The analysis of the film Citizen Kane (1941) recognizes three key scenes. These main three scenes reflect prominent segments in the movie. The first scene is during the campaign where Charles Foster Kane threatens to expose the evils of Jim W.Gettys and works in a bid to manipulate the press coverage and ascend to governor seat. This scene is at around duration time 1:01:07 (one hour, one minute and seven seconds) run into the film. The campaign scene brings a blissful mood, and the theme focuses on the dirty part politics. This scene exposes the major conflict in the film. The second fantastic scene runs when Kane’s political competitor, Jim W.Gettys pushes for a showdown in the presence of Kane’s wife (Emily Monroe Norton) and Susan Alexander to compel Kane from the governor seat at 1:08:11. The third key scene is when workers at Kane’s owned press grapple which news to write after Kane had lost the election at 1:10:12 runtime of the movie.

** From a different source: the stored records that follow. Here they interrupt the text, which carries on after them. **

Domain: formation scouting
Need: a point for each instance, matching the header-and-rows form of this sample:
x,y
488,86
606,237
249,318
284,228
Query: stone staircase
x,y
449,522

First, the notable scene is during the campaign at 1:01:07 (one hour, one minute and seven seconds). The dramatization exposes a political gathering where people dressed formally are seated behind the Kane, and there is an audience in front. Kane authoritatively speaks and attacks his political competitor while his supporters clap in applause. It dramatization reveals a true political arena as Kane delivers political rhetoric to the audience. Kane portrait is hanged in the background. The video editor entails fade in and fade out methods while joining several shots for the continuity in scene shots from the audience, Kane, and Jim W.Gettys are alternated. Kane utilizes the characters freedom of movement while viewers are seated. Kane appears balanced, comfortable, and natural in away showing heroic motion. The scene employs an exemplary sound montage. Hastened violin sound provides continuity from one scene to another after the campaign (Giannetti, 67). The scene uses long shots, full shot medium and even close –up when showing Kane, background, audience and Jim W.Gettys who views the campaign proceeding from the upper ground.

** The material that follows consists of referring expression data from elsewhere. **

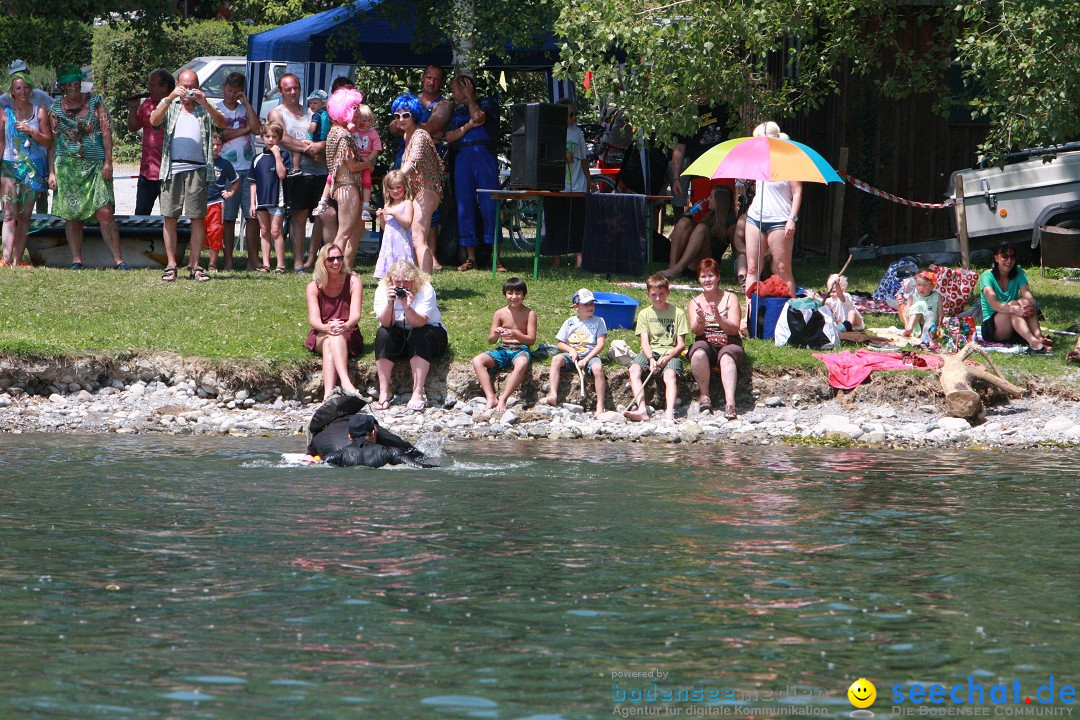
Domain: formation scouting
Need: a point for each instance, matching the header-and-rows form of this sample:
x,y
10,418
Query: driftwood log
x,y
957,377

The second fantastic scene emanates from 1:08:11 run into the film. The scene occurs in 185 West seventy-Fourth Street house where Jim W.Gettys threatens Kane’s not to expose him. The scene takes place in a room in the presence of Emily Monroe Norton and Susan Alexander. The mood is tensed as Kane and Jim exchange accusations. Emily and Susan are confused and threatened by Jim. The scene used long shots at an oblique angle to show the people entering the room then maintained on medium shots while they were talking. Mise en Scene shows an aspect ratio framework 1.33:1 runs throughout the movie. The scene entails the use of fade in, fade out and sweep styles in editing for engaging continuity in the shots (Giannetti, 34). The dramatization presents disagreement between Jim and Kane, Emily moves away and request Kane to move with her, but he is unwilling saying that he will sort his personal issues. Jim unrelentingly warns Kane of his move through variation of voice tone amongst many other features.

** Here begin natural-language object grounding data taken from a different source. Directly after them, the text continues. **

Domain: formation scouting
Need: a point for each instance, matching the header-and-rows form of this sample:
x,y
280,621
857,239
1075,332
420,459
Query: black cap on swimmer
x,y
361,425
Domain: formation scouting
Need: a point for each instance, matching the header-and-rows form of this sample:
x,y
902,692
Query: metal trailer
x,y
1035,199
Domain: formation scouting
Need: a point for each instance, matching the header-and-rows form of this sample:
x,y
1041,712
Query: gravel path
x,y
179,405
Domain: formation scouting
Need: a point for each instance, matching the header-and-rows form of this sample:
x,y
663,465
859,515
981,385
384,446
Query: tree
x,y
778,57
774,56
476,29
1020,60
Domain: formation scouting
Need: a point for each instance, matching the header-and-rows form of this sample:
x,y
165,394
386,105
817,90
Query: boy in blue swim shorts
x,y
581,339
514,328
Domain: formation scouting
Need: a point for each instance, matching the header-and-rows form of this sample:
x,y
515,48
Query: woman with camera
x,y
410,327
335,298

The third scene shows confusion melancholic mood after Kane lost the election at 1:10:12 run of the film. Dramatization of the scene shows the dilemma editors have in selecting what information to present to its audience. They find it hard to report Kane’s governorship seat loss. The scene marks the falling action of the movie. The scene reveals a printing workplace where people perform different tasks. The video editing uses fade in and out to provide continuity in the scene. The scene entails the use of medium shot in the photography. A low, soothing sound creates exhibits a somber mood and provides continuity to next scenes.